A few lights flick on at his entrance. Adrian unwraps his scarf and pushes his vans off, eyes searching for a chocolate chip cookie-colored cat.

Successfully escaping his jacket, a pad of paws reaches his ears and he turns to see Irma purring as her back conforms to a corner of the wall. With a jingle of her bells, she is lifted off the ground. Adrian pats her velvety head, missing contact with another living creature. All he had received today, were uninterested stares and impatient glares. Haha, that rhymed.

It is better that way, though. Human contact is grosser than... well he can't think of anything at the moment, but a blog he had recently read made him keep his distance.

One of the emotional tabs in his head is that one. The one thing he never failed to forget, probably out of fear; there are more germs on your phone, keyboard, and cutting board than a toilet seat. His hands almost lose their grip on Irma as a flashback runs through his head.

For this reason and many others, Adrian hates people touching him. Only Irma has that privilege, and he soaks it in.

Irma, deciding she has her fill of love, escapes Adrian's arms and prances to her bowl that is still half full. She meows hungrily up at him as if half-starved.

"You derpy cat," he chuckles and shakes his head.

Turning on a few more lights, he snuggles into his gray 90's couch he had found off the side of a road. The condition is okay, besides the gaping hole in the back. You know the look, the ugly yellow foam, spilling out like a vanilla pudding waterfall. Except it is the opposite and it may have been a house for mice. Nothing a little interior designing couldn't fix, i.e., shoving it against the wall and throwing a blanket over the top.

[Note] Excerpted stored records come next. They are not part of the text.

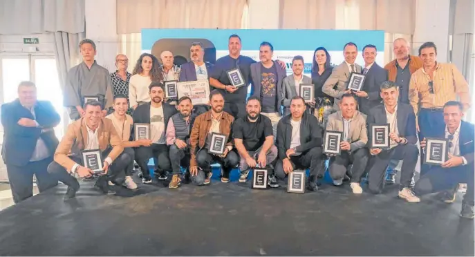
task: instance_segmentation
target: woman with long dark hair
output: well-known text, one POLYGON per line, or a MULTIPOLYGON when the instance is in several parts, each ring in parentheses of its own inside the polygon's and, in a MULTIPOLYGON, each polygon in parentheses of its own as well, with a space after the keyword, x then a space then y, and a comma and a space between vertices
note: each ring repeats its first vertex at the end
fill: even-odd
POLYGON ((150 102, 149 86, 152 82, 162 82, 162 76, 158 59, 151 54, 142 54, 129 82, 129 101, 134 110, 139 105, 150 102))
POLYGON ((315 85, 315 107, 313 114, 318 123, 325 129, 329 115, 333 112, 333 97, 322 91, 326 79, 331 75, 333 66, 330 54, 324 47, 319 47, 313 53, 312 61, 312 84, 315 85))

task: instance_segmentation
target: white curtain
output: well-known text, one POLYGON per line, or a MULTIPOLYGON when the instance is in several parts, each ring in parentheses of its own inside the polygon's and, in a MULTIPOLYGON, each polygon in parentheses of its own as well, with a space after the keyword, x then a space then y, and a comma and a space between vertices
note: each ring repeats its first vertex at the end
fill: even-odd
POLYGON ((1 0, 0 34, 84 32, 84 0, 1 0))

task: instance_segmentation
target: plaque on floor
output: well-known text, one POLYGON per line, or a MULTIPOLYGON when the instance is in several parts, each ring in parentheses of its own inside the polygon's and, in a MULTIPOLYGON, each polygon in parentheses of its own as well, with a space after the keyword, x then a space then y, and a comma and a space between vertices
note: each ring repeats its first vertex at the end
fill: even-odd
POLYGON ((295 169, 288 173, 288 193, 305 193, 305 171, 295 169))
POLYGON ((267 169, 256 168, 252 171, 253 189, 267 189, 267 169))

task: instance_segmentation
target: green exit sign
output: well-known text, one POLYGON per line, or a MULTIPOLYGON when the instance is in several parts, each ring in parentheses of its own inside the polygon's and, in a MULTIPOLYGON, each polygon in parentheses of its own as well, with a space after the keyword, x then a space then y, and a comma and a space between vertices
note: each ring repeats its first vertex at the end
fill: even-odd
POLYGON ((39 44, 39 39, 37 37, 24 37, 23 44, 39 44))

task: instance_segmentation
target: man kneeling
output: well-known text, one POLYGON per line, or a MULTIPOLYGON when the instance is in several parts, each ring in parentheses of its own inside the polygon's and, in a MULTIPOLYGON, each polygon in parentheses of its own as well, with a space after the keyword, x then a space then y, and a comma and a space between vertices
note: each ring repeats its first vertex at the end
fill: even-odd
POLYGON ((95 187, 106 194, 115 193, 109 187, 107 175, 115 176, 120 167, 131 162, 131 156, 121 155, 124 150, 122 140, 111 120, 102 118, 100 103, 88 102, 84 104, 84 117, 68 126, 66 135, 55 153, 54 162, 48 166, 48 173, 68 186, 64 200, 74 198, 80 189, 79 182, 73 176, 74 174, 77 173, 81 178, 93 174, 93 171, 83 164, 83 151, 100 150, 104 158, 103 171, 95 187), (108 147, 109 144, 112 148, 108 147), (70 152, 72 155, 68 155, 70 152), (118 160, 114 162, 115 158, 118 160))
POLYGON ((277 158, 277 148, 274 145, 270 119, 261 114, 258 97, 249 97, 245 108, 248 116, 237 119, 232 128, 234 144, 241 157, 239 182, 245 182, 249 169, 259 164, 261 168, 269 168, 269 186, 279 187, 272 165, 277 158))
POLYGON ((291 114, 279 121, 275 175, 283 180, 295 169, 310 168, 307 188, 317 191, 317 176, 323 161, 322 128, 317 118, 305 109, 304 98, 295 96, 290 102, 291 114))

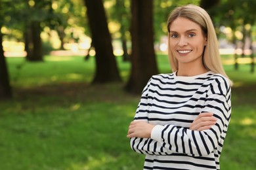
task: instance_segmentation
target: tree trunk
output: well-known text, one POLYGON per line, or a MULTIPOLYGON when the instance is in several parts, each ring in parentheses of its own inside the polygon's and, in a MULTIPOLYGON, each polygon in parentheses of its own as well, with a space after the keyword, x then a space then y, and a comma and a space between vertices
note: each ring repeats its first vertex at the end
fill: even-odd
POLYGON ((85 3, 96 52, 93 83, 121 81, 102 0, 85 0, 85 3))
POLYGON ((127 61, 130 60, 130 56, 128 54, 127 45, 125 38, 122 38, 122 48, 123 51, 123 61, 127 61))
POLYGON ((32 57, 33 44, 32 35, 31 33, 30 27, 27 27, 27 29, 24 32, 24 39, 25 41, 25 51, 27 52, 26 57, 26 60, 30 61, 32 57))
MULTIPOLYGON (((0 27, 1 29, 1 27, 0 27)), ((12 97, 7 65, 3 54, 3 35, 0 31, 0 99, 12 97)))
MULTIPOLYGON (((40 22, 33 22, 31 24, 31 35, 32 35, 32 45, 29 41, 29 49, 31 50, 32 54, 28 56, 27 60, 31 61, 43 61, 43 45, 41 39, 41 27, 40 22)), ((30 41, 30 40, 28 40, 30 41)))
POLYGON ((126 90, 141 93, 153 75, 158 73, 154 49, 153 1, 131 1, 131 72, 126 90))

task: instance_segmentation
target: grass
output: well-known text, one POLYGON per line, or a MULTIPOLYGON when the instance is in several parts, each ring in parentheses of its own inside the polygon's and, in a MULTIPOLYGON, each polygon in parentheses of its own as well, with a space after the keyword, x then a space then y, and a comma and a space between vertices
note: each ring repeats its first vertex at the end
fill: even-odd
MULTIPOLYGON (((93 58, 8 58, 14 98, 0 103, 0 169, 142 169, 144 156, 126 138, 140 96, 123 90, 129 64, 117 60, 124 82, 91 86, 93 58)), ((169 73, 167 57, 158 61, 169 73)), ((255 169, 256 73, 224 67, 234 86, 221 168, 255 169)))

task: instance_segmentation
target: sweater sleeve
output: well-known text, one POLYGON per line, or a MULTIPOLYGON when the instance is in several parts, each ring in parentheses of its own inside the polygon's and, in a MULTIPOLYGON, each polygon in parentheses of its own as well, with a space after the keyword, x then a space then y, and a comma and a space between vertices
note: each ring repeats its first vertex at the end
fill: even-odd
POLYGON ((202 131, 173 125, 156 126, 151 139, 164 148, 194 156, 209 155, 213 150, 221 152, 230 118, 231 89, 228 81, 219 76, 209 85, 202 112, 214 114, 217 122, 210 129, 202 131))
MULTIPOLYGON (((150 99, 148 92, 150 79, 142 91, 139 106, 136 110, 134 120, 142 120, 148 122, 149 107, 150 99)), ((135 152, 143 154, 168 155, 173 152, 161 146, 160 143, 150 138, 132 137, 130 139, 131 148, 135 152)))

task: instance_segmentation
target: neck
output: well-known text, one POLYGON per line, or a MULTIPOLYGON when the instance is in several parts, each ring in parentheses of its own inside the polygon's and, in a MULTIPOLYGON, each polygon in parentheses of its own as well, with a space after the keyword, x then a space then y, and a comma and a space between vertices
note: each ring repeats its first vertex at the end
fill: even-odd
POLYGON ((208 70, 202 65, 202 67, 179 67, 177 73, 177 76, 192 76, 205 73, 208 70))

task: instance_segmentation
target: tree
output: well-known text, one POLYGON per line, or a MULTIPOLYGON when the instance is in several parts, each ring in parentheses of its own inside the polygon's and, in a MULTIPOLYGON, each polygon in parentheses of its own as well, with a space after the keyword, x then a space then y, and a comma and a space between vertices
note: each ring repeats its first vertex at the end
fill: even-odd
POLYGON ((96 52, 96 74, 93 83, 121 81, 112 38, 102 0, 85 0, 96 52))
POLYGON ((131 71, 125 88, 140 93, 150 78, 158 74, 154 49, 153 1, 131 1, 131 71))
MULTIPOLYGON (((1 1, 0 16, 3 18, 0 21, 0 30, 5 24, 5 16, 9 12, 11 8, 9 2, 1 1)), ((9 82, 7 65, 5 61, 3 48, 3 34, 0 31, 0 99, 7 99, 12 97, 12 90, 9 82)))

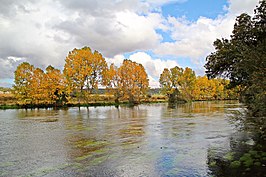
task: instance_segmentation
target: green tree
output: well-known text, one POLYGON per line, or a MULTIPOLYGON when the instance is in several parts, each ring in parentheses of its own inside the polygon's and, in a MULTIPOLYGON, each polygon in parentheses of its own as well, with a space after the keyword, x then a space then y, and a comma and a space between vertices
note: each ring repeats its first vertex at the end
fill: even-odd
POLYGON ((241 86, 242 101, 253 115, 266 115, 266 1, 260 1, 255 16, 237 17, 231 39, 217 39, 215 52, 205 64, 209 78, 226 77, 230 86, 241 86))

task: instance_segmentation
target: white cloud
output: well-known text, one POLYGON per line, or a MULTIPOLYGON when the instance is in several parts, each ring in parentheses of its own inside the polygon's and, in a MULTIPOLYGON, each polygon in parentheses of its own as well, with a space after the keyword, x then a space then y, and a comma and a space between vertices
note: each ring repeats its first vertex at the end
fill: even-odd
POLYGON ((158 79, 164 68, 173 68, 179 66, 174 60, 154 59, 145 52, 137 52, 129 56, 129 59, 140 63, 144 66, 148 76, 151 87, 158 87, 158 79))
POLYGON ((159 55, 190 58, 203 70, 206 56, 214 50, 213 42, 217 38, 230 37, 236 16, 243 12, 252 14, 258 2, 258 0, 229 0, 229 6, 225 8, 227 13, 216 19, 199 17, 197 21, 191 22, 185 17, 170 16, 167 24, 174 42, 160 43, 154 52, 159 55))
POLYGON ((190 22, 162 16, 161 6, 172 2, 185 0, 1 1, 0 79, 13 78, 18 61, 11 62, 11 56, 43 69, 49 64, 62 69, 68 52, 83 46, 98 50, 116 65, 126 52, 160 54, 161 59, 144 52, 130 56, 142 63, 155 81, 163 68, 177 65, 163 60, 166 54, 189 57, 202 68, 215 38, 228 37, 235 16, 251 13, 258 4, 257 0, 229 0, 226 15, 190 22), (169 32, 175 42, 161 43, 157 29, 169 32))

Oh and one of the wooden legs is missing, but a stack of encyclopedias so happens to be just the right size. And the weight of the couch and himself, whenever he sits in it, work as a nice flower press.

Flowers.

Adrian presses flowers. Not just any flowers, but dandelions.

His mother, Clara, used to bring giant bouquets of those detestable weeds into the house, a huge grin pushing out her ruddy dimples. She would set half of them onto the table in a dozen vases, and the other half went into encyclopedias. Yes, Adrian used to hate dandelions. They were weeds, they smelled like weeds, they grew like weeds, and they drove his mother psycho. That was his ten-year-old thoughts on the subject anyway. The worst part of the whole situation was that she absolutely refused to throw them out once they died. Long after the yellow of the petals became the weird pollen things, she still wouldn't get rid of them.

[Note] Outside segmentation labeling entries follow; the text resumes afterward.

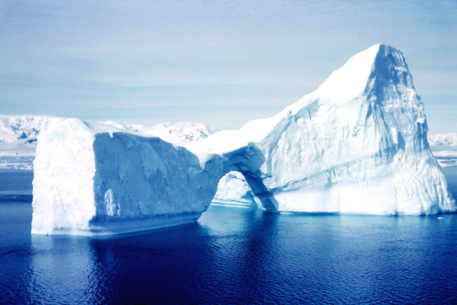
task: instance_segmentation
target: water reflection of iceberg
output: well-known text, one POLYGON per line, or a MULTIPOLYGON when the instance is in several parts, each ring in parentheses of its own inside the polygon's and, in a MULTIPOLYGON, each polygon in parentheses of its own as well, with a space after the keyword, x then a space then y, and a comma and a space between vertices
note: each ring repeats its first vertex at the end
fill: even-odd
POLYGON ((101 274, 88 238, 32 235, 28 284, 36 304, 99 304, 101 274))

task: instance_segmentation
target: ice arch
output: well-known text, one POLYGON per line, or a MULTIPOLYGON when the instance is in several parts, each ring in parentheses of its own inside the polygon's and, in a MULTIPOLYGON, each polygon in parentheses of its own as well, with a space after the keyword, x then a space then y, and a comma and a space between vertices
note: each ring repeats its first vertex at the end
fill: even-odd
POLYGON ((457 211, 401 51, 376 45, 272 118, 178 145, 70 119, 39 136, 32 233, 112 234, 195 221, 242 173, 276 212, 457 211))

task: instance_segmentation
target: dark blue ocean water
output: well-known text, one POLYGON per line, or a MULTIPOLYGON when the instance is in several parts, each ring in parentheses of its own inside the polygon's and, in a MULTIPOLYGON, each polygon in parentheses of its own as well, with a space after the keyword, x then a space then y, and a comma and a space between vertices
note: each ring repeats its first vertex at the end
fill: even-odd
MULTIPOLYGON (((457 195, 457 168, 445 170, 457 195)), ((0 185, 31 178, 0 174, 0 185)), ((43 236, 30 234, 27 198, 0 202, 1 304, 457 304, 456 214, 212 206, 198 222, 141 234, 43 236)))

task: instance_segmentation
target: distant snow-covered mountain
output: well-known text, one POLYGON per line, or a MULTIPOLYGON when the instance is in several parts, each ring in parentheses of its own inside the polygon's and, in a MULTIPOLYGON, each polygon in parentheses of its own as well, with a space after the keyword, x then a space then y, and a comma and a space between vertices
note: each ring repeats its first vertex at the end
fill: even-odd
POLYGON ((429 135, 428 138, 430 145, 457 146, 457 133, 455 132, 429 135))
POLYGON ((155 135, 165 140, 169 140, 171 137, 185 142, 198 141, 219 131, 212 125, 201 123, 168 122, 148 126, 137 124, 127 125, 115 121, 99 121, 98 122, 111 125, 119 129, 155 135))
POLYGON ((0 116, 0 142, 35 140, 40 132, 65 119, 45 115, 0 116))

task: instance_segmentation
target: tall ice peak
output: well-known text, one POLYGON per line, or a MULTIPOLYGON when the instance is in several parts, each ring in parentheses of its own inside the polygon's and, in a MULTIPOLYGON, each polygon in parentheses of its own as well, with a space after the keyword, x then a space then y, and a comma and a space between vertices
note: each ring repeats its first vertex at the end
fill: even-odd
POLYGON ((363 93, 371 76, 377 72, 383 73, 381 70, 392 66, 408 72, 403 52, 387 45, 375 45, 353 56, 315 91, 296 103, 318 98, 336 103, 350 101, 363 93))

One fateful year, a heavy scolding ensued when he and his brother, Grant, attempted to sneak them out of the house to get rid of them. They barely reached the last step of the patio before they were caught by the ears and pulled back into the house, biting their trembling lips.

The ugly weeds were set back on the table and stern Hazel eyes looked between the two boys. With a few well-thought-out words, they were pointed to their bedroom, and what else were they to do but obey? When your mom glares at you and yells at you, it seems your life flashes before your eyes, and a few years jump off the end of your life span.